Maths I Should Understand Better
As a maths teacher, I can comfortably do a GCSE maths paper getting close to full marks (odd mistake perhaps) without really trying. This probably comes as no surprise. However, there are some parts of the maths that I actually don’t fully understand or don’t know why they work. Here are some of the ones I’d like a better understanding of:1) When dividing fractions, why does flipping the second one over and multiplying instead work? I have a vague grasp of those being two ‘inverse’ type operations but is that all there is to it? Is there a nice visual representation of why that works? 2) Using a quadratic curve and plotting a linear graph to solve a second quadratic. I don’t fully get why finding the ‘difference’ between the two quadratics and plotting that line means that the intersection of the line with the original quadratic gives the solutions. 3) In Statistics, for the standard deviation (Chi-squared for that matter) why do we square the terms?
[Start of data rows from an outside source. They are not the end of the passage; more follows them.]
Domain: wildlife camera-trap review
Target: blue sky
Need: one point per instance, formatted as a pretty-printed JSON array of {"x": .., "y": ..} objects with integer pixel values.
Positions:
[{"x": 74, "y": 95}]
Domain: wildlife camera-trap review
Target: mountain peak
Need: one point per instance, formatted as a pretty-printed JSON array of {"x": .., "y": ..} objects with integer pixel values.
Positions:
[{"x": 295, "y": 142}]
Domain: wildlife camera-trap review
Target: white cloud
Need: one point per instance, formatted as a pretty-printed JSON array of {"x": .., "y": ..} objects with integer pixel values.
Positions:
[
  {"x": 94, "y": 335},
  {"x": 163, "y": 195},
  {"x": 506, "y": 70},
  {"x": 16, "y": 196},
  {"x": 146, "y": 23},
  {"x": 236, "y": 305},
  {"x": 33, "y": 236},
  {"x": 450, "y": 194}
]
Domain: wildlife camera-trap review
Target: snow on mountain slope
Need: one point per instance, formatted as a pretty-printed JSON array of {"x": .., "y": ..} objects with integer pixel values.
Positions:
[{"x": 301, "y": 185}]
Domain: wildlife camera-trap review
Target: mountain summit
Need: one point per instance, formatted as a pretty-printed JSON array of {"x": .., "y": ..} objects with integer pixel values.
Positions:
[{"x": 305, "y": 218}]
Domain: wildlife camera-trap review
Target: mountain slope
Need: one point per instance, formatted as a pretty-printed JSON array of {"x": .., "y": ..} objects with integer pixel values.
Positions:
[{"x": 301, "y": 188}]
I understand the need to remove the negative signs but wouldn’t modulus do it? 4) Do trapeziums have to have exactly one pair of parallel lines? Why shouldn’t a rectangle count? Why does this shape appear to have some ambiguity in its definition? Who would be the person/group of people to have a definitive answer? 5) Perhaps not GCSE as such but is there any reason why 0 can’t be even? Or positive?
Am I alone in wondering these things (and think it’s important to wonder)?
Are there parts of GCSE maths that you teach methods for but don’t really get yourself? Do share – you’re amongst friends here!